Goosegog: British slang for gooseberry, the round, slightly fuzzy, green or red sour fruit that grows on thorny bushes. It is derived from the goose in gooseberry + gog, a variant of gob meaning a mouth, mouthful or lump. Folk etymologies for the name of the fruit are inconclusive, none actually explaining “why goose?” in relation to the berry. Whatever their meaning, they grow in my garden as you can see below in the photo taken last summer.
Gooseberry is also a name for a fool, so appropriate as we approach April 1st. Fool has an alternate meaning as a creamy dessert, a conceit from an earlier time when sweets were given nonsensical names. Perhaps by coincidence, gooseberries make a classic British fool, or, if we’re being fanciful, a fool’s fool. That leads me to one of my favorite quotations from the Bard and a conundrum – is a fool foolish?
A fool thinks himself to be wise, but a wise man knows himself to be a fool.
– William Shakespeare, As You Like It, Act 5 Scene 1
Layered Gooseberry Fool
I’ve used the last of my frozen gooseberries – both red and green – for this dessert, making space in the freezer for this year’s crop. And, instead of stewing gooseberries, as most recipes indicate, I make a smoother, richer gooseberry curd before folding into the whipped cream to make this bi-colored fool.
- 2 cups frozen green gooseberries
- 2 cups frozen red gooseberries plus 1/2 cup loganberries or raspberries
Without defrosting, put the green gooseberries in a pot, keeping the red gooseberries (+ loganberries/raspberries) in reserve.
Turn the heat on medium and stew the gooseberries until they have burst, mashing them a little to extract the juices. Continue cooking for about 2 minutes.
Turn off heat and press through a fine meshed sieve. Reserve the juices and pulp. Discard the seeds, skin & other solids.
Now do the same for the red gooseberries, adding the loganberries or raspberries to make the juice. This will enhance the red color of the finished juice. Keep each batch separate – green and red.
The Gooseberry Curd
- 3/4 cup juice from strained mashed stewed gooseberries (either the green or the red, separate, not mixed)
- 2 oz. butter (1/2 stick), cut into small pieces
- 1/2 cup sugar
- 2 large eggs, beaten
The red and green gooseberry curds will be made separately. The ingredients listed above are for one batch of curd. It will need to be repeated with the second batch of gooseberry curd.

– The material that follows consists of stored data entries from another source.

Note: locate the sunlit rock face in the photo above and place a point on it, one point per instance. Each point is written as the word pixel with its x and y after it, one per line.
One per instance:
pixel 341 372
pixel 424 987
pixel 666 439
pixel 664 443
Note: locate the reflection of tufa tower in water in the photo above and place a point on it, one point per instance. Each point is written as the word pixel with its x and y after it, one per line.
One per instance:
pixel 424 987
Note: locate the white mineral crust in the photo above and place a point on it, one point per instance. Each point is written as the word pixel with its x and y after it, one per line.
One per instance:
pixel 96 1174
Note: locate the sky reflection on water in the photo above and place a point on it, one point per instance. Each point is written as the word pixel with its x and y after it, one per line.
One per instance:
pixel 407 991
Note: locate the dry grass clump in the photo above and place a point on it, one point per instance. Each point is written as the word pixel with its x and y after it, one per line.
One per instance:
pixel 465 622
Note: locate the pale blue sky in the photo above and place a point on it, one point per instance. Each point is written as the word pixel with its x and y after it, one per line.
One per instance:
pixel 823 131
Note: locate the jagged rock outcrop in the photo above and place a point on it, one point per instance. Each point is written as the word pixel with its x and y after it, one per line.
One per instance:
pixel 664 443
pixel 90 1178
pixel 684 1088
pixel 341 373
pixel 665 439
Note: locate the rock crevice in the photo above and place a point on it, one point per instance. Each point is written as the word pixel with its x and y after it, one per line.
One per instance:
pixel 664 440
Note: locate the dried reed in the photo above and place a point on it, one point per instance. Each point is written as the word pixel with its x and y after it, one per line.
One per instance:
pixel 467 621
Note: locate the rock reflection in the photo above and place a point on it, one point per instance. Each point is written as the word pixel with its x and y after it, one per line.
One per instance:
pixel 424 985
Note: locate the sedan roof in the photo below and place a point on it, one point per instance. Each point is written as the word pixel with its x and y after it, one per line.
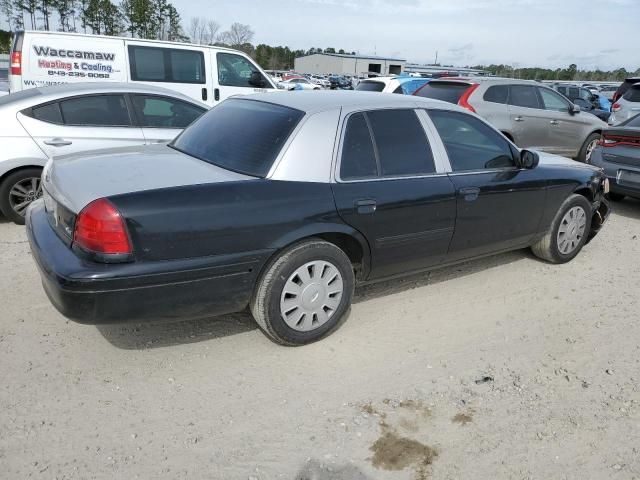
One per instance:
pixel 318 101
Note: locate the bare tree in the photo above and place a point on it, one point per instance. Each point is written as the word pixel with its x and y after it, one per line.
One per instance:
pixel 197 30
pixel 238 34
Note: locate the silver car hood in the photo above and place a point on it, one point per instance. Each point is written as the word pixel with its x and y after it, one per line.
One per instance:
pixel 76 180
pixel 550 159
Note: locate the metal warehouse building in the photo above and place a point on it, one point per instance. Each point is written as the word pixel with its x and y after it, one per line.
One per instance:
pixel 342 64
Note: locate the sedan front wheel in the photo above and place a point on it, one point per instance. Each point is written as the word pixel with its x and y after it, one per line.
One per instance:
pixel 304 293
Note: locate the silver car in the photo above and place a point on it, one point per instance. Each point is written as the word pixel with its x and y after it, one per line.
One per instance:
pixel 528 113
pixel 41 123
pixel 627 106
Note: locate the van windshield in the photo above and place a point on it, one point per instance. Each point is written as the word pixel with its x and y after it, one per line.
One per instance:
pixel 244 136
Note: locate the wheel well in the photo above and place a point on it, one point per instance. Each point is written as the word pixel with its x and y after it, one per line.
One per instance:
pixel 348 245
pixel 586 193
pixel 17 169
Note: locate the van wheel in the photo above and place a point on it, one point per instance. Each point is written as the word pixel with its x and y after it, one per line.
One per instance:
pixel 304 293
pixel 568 233
pixel 17 191
pixel 588 147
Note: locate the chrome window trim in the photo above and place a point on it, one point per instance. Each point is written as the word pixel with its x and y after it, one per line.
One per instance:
pixel 340 143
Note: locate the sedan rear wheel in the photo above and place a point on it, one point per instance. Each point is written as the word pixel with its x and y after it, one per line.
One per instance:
pixel 304 293
pixel 18 191
pixel 568 232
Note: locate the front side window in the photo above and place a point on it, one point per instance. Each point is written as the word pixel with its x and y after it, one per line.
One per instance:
pixel 153 64
pixel 470 143
pixel 523 96
pixel 552 101
pixel 237 71
pixel 96 110
pixel 221 136
pixel 164 112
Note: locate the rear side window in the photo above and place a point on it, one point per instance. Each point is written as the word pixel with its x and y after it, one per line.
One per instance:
pixel 401 143
pixel 496 94
pixel 244 136
pixel 165 112
pixel 367 86
pixel 470 143
pixel 152 64
pixel 633 94
pixel 448 92
pixel 358 155
pixel 236 71
pixel 97 110
pixel 47 113
pixel 523 96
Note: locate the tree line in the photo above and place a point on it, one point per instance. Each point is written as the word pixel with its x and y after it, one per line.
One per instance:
pixel 160 20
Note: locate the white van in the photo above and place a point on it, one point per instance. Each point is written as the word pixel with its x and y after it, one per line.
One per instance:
pixel 204 73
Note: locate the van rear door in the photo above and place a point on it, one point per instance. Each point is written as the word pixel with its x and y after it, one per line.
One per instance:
pixel 178 68
pixel 236 74
pixel 50 58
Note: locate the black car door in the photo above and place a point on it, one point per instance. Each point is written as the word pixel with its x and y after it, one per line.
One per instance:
pixel 499 205
pixel 387 187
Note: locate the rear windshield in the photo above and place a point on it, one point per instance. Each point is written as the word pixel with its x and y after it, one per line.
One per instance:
pixel 367 86
pixel 449 92
pixel 244 136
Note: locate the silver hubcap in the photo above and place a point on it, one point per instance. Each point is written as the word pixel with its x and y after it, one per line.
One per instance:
pixel 311 296
pixel 590 148
pixel 23 193
pixel 571 230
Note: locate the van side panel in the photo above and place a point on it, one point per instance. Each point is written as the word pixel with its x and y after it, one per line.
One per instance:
pixel 52 59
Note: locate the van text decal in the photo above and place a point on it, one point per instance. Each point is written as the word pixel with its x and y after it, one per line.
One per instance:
pixel 63 53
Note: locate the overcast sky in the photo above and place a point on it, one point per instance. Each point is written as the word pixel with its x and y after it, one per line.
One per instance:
pixel 546 33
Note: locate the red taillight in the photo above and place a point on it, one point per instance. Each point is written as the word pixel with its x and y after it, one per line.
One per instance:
pixel 99 228
pixel 16 63
pixel 464 99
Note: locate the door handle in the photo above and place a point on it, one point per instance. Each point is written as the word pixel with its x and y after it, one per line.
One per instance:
pixel 469 193
pixel 58 142
pixel 365 206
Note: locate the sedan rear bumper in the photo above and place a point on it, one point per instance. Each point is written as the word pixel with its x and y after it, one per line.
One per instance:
pixel 177 289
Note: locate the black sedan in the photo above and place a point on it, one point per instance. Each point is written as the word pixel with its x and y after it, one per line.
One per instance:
pixel 618 153
pixel 284 202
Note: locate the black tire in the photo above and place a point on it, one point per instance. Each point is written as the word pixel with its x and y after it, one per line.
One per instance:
pixel 582 155
pixel 616 197
pixel 547 248
pixel 265 304
pixel 8 201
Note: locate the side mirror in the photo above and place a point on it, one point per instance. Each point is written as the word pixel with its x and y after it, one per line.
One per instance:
pixel 529 159
pixel 256 79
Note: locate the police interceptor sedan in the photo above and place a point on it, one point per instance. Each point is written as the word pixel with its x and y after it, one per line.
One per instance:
pixel 283 203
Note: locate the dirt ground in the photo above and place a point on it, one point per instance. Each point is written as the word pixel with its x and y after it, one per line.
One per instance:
pixel 500 368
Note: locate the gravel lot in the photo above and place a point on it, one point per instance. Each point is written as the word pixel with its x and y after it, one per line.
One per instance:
pixel 505 367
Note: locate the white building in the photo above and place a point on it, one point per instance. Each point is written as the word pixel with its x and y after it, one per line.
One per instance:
pixel 343 64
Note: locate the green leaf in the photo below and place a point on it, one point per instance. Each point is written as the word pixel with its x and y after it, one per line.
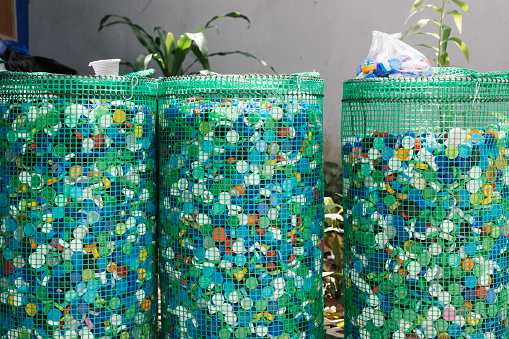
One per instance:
pixel 246 54
pixel 183 47
pixel 443 60
pixel 458 19
pixel 446 32
pixel 141 62
pixel 200 49
pixel 417 3
pixel 427 46
pixel 462 5
pixel 415 28
pixel 143 37
pixel 230 15
pixel 462 46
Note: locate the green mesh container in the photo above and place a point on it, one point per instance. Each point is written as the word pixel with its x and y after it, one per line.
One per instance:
pixel 241 201
pixel 77 207
pixel 426 198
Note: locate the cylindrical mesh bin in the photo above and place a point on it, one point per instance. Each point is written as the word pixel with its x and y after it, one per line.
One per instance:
pixel 426 197
pixel 241 206
pixel 77 206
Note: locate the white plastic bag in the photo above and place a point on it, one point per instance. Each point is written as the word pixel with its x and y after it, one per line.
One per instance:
pixel 390 57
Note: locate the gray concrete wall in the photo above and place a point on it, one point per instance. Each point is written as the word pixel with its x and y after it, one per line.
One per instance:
pixel 329 36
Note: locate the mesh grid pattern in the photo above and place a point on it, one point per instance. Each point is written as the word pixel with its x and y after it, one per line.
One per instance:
pixel 426 189
pixel 241 201
pixel 77 206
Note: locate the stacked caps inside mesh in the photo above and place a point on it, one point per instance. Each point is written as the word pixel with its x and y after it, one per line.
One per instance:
pixel 427 215
pixel 78 217
pixel 241 215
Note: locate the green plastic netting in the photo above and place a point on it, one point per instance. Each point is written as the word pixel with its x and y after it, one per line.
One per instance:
pixel 77 206
pixel 241 201
pixel 426 198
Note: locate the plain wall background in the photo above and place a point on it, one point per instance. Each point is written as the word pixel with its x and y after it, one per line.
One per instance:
pixel 329 36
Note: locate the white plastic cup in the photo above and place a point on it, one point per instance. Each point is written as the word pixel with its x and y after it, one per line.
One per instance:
pixel 105 67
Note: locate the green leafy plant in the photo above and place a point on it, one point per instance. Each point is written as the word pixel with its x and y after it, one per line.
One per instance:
pixel 334 241
pixel 444 31
pixel 170 56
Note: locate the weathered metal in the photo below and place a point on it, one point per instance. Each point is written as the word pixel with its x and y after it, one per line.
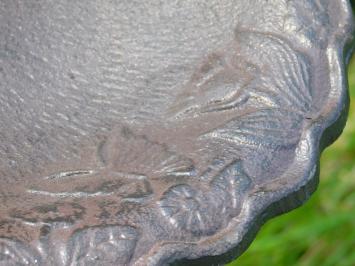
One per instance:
pixel 150 132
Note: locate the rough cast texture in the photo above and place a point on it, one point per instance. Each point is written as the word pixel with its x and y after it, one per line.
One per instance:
pixel 149 132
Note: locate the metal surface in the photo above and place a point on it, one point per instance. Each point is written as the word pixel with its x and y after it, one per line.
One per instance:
pixel 149 132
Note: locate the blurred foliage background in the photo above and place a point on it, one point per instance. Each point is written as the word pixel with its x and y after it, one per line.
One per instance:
pixel 321 232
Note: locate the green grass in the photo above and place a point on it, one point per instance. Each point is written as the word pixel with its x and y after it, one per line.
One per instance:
pixel 321 232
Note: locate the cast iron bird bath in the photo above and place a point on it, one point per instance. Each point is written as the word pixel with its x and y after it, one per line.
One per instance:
pixel 151 132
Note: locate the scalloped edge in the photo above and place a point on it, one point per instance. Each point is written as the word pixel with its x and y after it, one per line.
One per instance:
pixel 320 134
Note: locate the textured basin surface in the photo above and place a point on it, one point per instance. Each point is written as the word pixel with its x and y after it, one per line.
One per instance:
pixel 157 132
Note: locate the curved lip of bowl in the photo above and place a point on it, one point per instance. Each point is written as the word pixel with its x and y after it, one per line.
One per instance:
pixel 303 171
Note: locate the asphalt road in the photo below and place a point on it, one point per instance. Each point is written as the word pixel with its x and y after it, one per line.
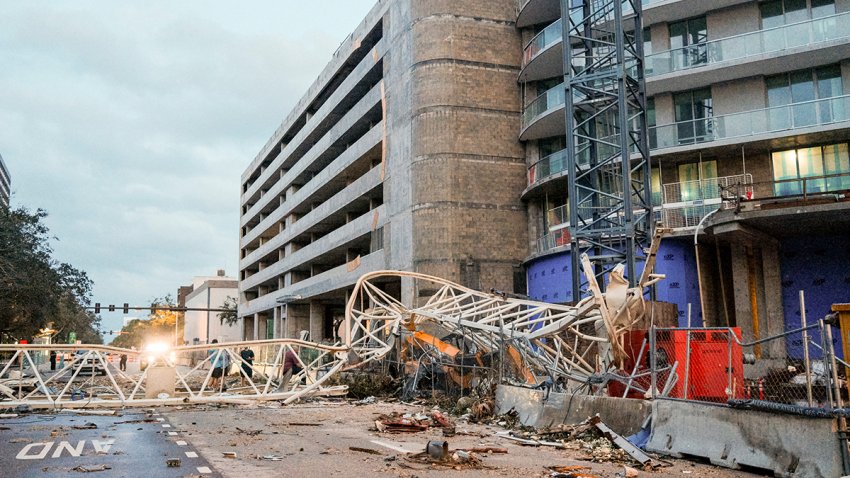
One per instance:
pixel 128 444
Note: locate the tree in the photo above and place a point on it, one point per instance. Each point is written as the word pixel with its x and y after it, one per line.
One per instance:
pixel 229 317
pixel 159 326
pixel 36 289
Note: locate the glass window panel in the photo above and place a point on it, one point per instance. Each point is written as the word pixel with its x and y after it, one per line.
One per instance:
pixel 683 103
pixel 803 90
pixel 698 30
pixel 778 90
pixel 678 35
pixel 829 81
pixel 771 14
pixel 785 167
pixel 837 161
pixel 823 8
pixel 810 163
pixel 796 11
pixel 709 169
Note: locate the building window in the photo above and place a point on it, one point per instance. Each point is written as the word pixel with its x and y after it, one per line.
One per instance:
pixel 376 242
pixel 693 116
pixel 804 98
pixel 694 181
pixel 688 42
pixel 651 122
pixel 655 184
pixel 813 170
pixel 776 13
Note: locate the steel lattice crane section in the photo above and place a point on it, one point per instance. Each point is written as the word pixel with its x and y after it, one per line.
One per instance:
pixel 608 156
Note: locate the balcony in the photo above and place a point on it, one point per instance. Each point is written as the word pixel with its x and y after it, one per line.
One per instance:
pixel 543 56
pixel 760 52
pixel 735 48
pixel 544 116
pixel 686 203
pixel 749 124
pixel 810 205
pixel 533 12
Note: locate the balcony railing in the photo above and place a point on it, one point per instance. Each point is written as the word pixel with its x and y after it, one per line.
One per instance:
pixel 558 217
pixel 686 203
pixel 551 99
pixel 555 239
pixel 737 47
pixel 546 38
pixel 749 123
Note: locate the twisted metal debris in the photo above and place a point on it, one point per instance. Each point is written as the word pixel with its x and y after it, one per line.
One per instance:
pixel 453 328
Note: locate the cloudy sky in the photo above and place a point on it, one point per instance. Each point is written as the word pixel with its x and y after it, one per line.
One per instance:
pixel 131 123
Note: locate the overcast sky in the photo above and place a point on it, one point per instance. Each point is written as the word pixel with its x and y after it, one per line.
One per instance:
pixel 131 123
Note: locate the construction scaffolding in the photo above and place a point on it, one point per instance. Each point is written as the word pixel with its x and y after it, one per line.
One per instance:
pixel 607 149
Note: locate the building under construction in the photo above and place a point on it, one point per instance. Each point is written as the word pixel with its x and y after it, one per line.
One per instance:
pixel 439 129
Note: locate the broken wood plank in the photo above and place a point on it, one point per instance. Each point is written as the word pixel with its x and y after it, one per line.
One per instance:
pixel 621 442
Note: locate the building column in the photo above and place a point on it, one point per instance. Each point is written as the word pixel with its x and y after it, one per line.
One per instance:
pixel 276 313
pixel 774 316
pixel 317 321
pixel 298 319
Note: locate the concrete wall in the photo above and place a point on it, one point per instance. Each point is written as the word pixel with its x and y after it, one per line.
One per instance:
pixel 624 415
pixel 467 168
pixel 197 321
pixel 550 279
pixel 820 266
pixel 786 445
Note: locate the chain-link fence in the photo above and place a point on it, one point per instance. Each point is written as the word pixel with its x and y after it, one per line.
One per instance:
pixel 798 367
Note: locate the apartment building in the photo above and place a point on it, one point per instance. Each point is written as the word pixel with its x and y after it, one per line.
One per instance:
pixel 748 107
pixel 208 292
pixel 403 154
pixel 5 184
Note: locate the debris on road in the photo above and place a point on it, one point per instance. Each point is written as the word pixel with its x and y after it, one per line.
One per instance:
pixel 365 450
pixel 592 437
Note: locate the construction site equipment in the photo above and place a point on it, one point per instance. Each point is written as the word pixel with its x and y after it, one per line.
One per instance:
pixel 450 332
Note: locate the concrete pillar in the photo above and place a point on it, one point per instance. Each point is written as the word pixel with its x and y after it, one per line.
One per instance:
pixel 276 317
pixel 298 319
pixel 774 317
pixel 317 321
pixel 741 289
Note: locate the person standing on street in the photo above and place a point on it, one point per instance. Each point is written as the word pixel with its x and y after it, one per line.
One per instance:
pixel 291 366
pixel 247 364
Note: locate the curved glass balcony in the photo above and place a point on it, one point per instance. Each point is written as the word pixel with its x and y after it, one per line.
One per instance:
pixel 810 32
pixel 546 38
pixel 550 100
pixel 738 47
pixel 751 123
pixel 547 166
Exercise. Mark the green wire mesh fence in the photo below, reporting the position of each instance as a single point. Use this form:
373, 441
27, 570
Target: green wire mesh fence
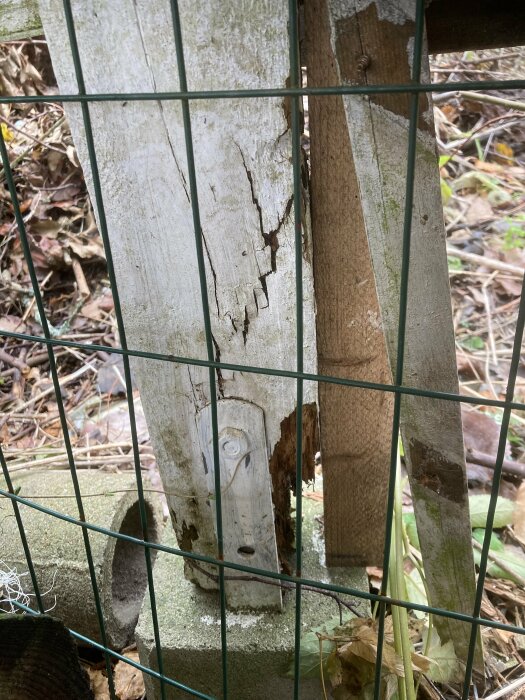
294, 92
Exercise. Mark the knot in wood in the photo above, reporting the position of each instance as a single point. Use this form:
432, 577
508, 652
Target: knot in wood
363, 62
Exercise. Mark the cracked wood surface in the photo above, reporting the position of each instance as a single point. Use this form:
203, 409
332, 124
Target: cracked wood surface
355, 425
372, 43
244, 172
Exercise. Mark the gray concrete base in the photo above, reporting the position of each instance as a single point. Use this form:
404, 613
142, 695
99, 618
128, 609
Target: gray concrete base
260, 644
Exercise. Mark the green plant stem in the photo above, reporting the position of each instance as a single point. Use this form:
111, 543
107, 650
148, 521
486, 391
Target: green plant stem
417, 565
397, 582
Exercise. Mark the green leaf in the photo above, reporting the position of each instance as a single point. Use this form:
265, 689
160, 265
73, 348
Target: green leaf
416, 592
513, 560
309, 654
409, 520
479, 506
473, 343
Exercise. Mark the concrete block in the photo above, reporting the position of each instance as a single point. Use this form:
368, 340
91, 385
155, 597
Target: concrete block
260, 644
58, 553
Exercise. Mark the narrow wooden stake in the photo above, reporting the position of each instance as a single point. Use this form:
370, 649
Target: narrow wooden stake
373, 43
355, 425
244, 171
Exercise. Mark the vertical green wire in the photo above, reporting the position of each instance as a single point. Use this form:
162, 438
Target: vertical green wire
60, 405
509, 395
22, 533
295, 81
186, 116
86, 117
401, 331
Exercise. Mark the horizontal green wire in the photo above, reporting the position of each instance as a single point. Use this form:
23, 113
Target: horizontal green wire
274, 372
334, 588
268, 92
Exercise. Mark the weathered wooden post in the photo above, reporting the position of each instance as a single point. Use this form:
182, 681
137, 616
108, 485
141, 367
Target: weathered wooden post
243, 157
355, 424
372, 43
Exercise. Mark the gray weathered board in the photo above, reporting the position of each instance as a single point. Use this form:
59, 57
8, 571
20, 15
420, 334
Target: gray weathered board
372, 43
244, 173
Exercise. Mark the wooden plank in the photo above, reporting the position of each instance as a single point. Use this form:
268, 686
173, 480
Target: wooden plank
19, 19
372, 44
474, 24
452, 25
355, 425
244, 171
246, 494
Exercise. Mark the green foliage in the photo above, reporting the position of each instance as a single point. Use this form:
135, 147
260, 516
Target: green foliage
514, 236
444, 667
309, 655
512, 559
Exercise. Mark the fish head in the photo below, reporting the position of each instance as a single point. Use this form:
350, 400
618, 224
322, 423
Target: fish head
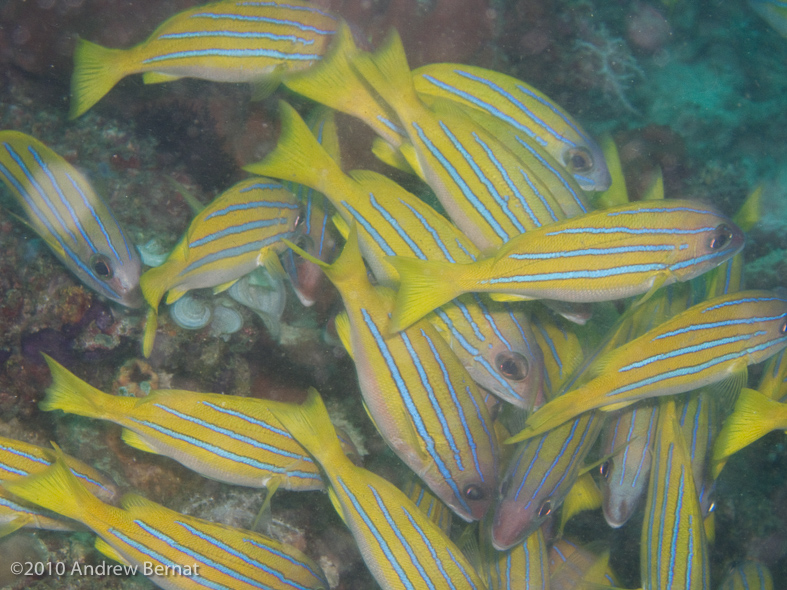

You will have two curds – one green gooseberry, the other red gooseberry.
Assemble all but the eggs into a saucepan and heat until sugar dissolves and the butter melts. Spoon a little of the gooseberry mixture into the beaten egg to temper – mix. With a whisk, beat the gooseberry mixture while pouring in the tempered egg. Continue to whisk until the egg has been incorporated and the mixture begins to thicken. Lower the heat and continue cooking and stirring for another 3 to 4 minutes for a smooth curd. While still hot, put it through a sieve to remove any bits of egg whites. The curd will get slightly thicker as it cools.
Serves about 6
- Green gooseberry curd (above – approximately 1-1/4 to 1-1/2 cups)
- Red gooseberry curd (same as the green gooseberry curd)
- 2 cups Heavy cream
Place each of the curds in their own bowl. the curd should be at room temperature when making the fool. Whip the cream until peaks form. Divide the cream in half and fold into the curds. You will have two gooseberry creams – one pinky-red, the other pale yellow-green.
Carefully layer the green gooseberry cream into the bottom quarter of a tall stemmed glass. I used a piping bag which allowed me to easily reach into the glass interior. Follow this by the red gooseberry cream, then another layer of green, followed by the top layer of red.
Cover the top with clingfilm (= SaranWrap) and chill. Serve with long handled ice tea spoons.